Here are three paintings that tell the story.

The first examines the dispersion of valuations between growth and value in Europe, using data from Morgan Stanley which combines three valuation measures: price/earnings (P/E), price/book value (P/BV) and price/dividend (P/Div).

While the similar value gap in the US is undoubtedly cheap, the data in Europe is mind-boggling. Europe has sunk below the dotcom nadir at the turn of the century and the recent rebound still leaves a very long way to go.

Valuations of value versus growth are still near all-time lows

While this is the relative case for value in Europe, let’s not forget the absolute case. Taking the MSCI Europe indices as a direct proxy for European value and growth, we find that the broad MSCI Europe index trades on a 12-month forward P/E ratio of 15.4, the MSCI Europe Growth is at 20.1 and the MSCI Europe Value is at just 10.8 (according to Bloomberg data).

A forecast P/E ratio is a company’s stock price divided by its expected earnings per share over the next 12 months.

Using slightly different data from the Eurostoxx, we see that value stocks in Europe are currently trading at lower PEs than they were five years ago (see below).

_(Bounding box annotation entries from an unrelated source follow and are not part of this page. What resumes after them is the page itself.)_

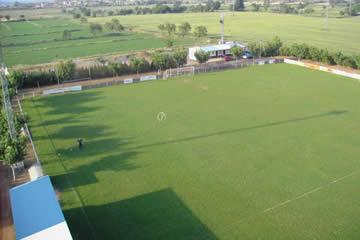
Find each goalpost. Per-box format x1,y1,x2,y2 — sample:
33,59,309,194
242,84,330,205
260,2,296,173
163,66,195,79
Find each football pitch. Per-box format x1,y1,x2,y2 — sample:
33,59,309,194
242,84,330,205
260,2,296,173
23,64,360,240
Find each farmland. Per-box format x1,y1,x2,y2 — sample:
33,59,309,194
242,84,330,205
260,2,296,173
0,12,360,66
24,64,360,239
91,12,360,54
1,19,195,66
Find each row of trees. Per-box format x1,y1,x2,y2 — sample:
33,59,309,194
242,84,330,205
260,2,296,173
10,49,187,88
158,22,208,38
230,0,360,16
195,37,360,69
280,44,360,69
63,0,221,18
62,18,125,41
0,81,28,165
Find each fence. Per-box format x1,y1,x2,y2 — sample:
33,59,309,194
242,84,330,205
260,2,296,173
21,58,284,97
284,58,360,80
16,97,43,181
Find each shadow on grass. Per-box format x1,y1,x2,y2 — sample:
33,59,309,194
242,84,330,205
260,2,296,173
51,152,139,191
64,186,218,240
128,110,348,150
35,91,102,115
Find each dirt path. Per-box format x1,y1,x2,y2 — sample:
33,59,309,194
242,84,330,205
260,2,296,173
18,72,158,98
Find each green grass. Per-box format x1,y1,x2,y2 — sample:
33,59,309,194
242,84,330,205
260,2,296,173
0,18,193,66
0,12,360,66
24,64,360,239
91,12,360,54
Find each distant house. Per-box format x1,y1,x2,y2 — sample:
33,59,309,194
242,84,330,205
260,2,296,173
188,42,245,61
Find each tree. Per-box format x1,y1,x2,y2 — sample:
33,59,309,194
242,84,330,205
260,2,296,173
173,49,187,67
130,57,150,74
194,50,210,63
194,26,207,38
158,24,165,32
80,17,87,23
55,60,75,81
105,18,125,32
63,29,71,41
333,52,345,65
247,42,264,57
263,0,270,11
234,0,245,11
73,13,81,18
90,23,103,36
230,45,244,60
165,22,176,35
354,55,360,69
263,36,282,57
178,22,191,37
165,36,175,48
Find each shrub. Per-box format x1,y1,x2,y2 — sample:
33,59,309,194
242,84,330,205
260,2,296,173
195,50,210,63
341,56,357,68
151,52,177,69
309,47,322,61
332,52,345,65
56,60,76,81
291,43,309,59
320,49,336,65
354,55,360,69
130,57,151,73
263,36,282,57
90,65,115,78
279,46,291,56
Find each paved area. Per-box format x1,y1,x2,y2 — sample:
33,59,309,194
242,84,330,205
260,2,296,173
0,163,15,240
0,162,29,240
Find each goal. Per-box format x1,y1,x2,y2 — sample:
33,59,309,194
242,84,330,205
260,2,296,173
163,66,195,79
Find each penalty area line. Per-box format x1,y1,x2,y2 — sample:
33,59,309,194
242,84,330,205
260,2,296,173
264,172,358,213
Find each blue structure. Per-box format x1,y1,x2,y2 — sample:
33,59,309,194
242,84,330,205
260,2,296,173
10,176,72,240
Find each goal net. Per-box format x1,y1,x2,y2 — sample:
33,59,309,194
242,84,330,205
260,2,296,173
163,67,195,79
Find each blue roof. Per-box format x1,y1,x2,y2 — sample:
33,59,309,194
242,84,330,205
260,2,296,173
10,176,65,239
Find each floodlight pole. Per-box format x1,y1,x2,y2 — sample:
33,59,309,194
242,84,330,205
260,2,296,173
349,0,352,17
324,0,330,30
0,69,17,142
220,13,224,44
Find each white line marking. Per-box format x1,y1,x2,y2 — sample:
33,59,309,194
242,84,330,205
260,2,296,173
330,172,357,184
264,172,357,213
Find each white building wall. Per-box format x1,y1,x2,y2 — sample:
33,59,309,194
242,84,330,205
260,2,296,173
188,47,200,61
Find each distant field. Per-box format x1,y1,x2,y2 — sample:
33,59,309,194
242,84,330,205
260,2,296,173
0,12,360,66
0,18,193,66
24,64,360,240
91,12,360,54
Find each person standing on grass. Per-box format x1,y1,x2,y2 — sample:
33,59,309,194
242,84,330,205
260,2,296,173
77,138,84,149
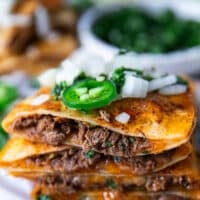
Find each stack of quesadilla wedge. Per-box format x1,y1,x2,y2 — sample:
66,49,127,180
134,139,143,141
0,74,200,200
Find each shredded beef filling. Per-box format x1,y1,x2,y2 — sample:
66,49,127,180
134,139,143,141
37,174,195,192
26,148,175,175
13,115,151,157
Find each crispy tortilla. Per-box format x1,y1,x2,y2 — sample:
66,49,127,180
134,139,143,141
32,188,200,200
3,88,196,155
0,138,192,175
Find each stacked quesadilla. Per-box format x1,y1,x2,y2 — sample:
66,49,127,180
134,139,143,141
0,55,200,200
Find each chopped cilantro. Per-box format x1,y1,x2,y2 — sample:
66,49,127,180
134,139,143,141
52,81,67,100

The past few years have been brutal for cheap stocks in Europe. There are very few, if any, parts of developed market equities that the market is so bearish about that they have actually fallen over the past five years, either in absolute or relative terms. (A downgrade occurs when a stock’s P/E ratio contracts due to a gloomy or uncertain outlook).

Just to really put the boot in, the US Russell 1000 Value Index is on a 12-month forward P/E of 16.5, while the equivalent in Europe is around 11. This huge differential shows that ‘a cheap stock in the United States is held in much higher esteem than a cheap stock in Europe; Value stocks in Europe are the unloved of the unloved.

Value-chart2.jpg

Source: Schröders

The above two points show that there are similar general themes in the United States and Europe, but are more extreme in the latter.

However, the table below is what drives the first two points crazy.

It shows the growth in earnings per share of the Eurostoxx value and growth indices.

Over the past five years, Europe’s cheapest companies have actually delivered After earnings growth than their growth counterparts. This is a typical European phenomenon and not what you see in other developed markets such as the US where you have actually had some earnings growth from growth stocks.

Cynics might say this is due to starting from a low base, as the chart starts in 2017 just as the mining cycle turned positive. But we ran this over multiple time periods and you get the same result.

It should also be noted that the favorable earnings profile for the stock was in place before the Covid-19 pandemic. It’s not all down to the earnings rebound, commodity inflation and interest rate benefits that drove value higher post-pandemic.

So over this five-year period, the real growth stocks in Europe, at least in terms of fundamentals, have been the value stocks.

Value stocks outpaced growth

Value-chart3.jpg

Put it all together and there’s a compelling reason to believe that value in Europe looks quite attractive; near-slump absolute valuations, record levels of relative valuation discount to growth and positive relative earnings momentum. This is not a widely shared view, however. Indeed, when looking at investor flows and allocations, Europe is one of the most neglected equity markets in the world. Maybe not for long.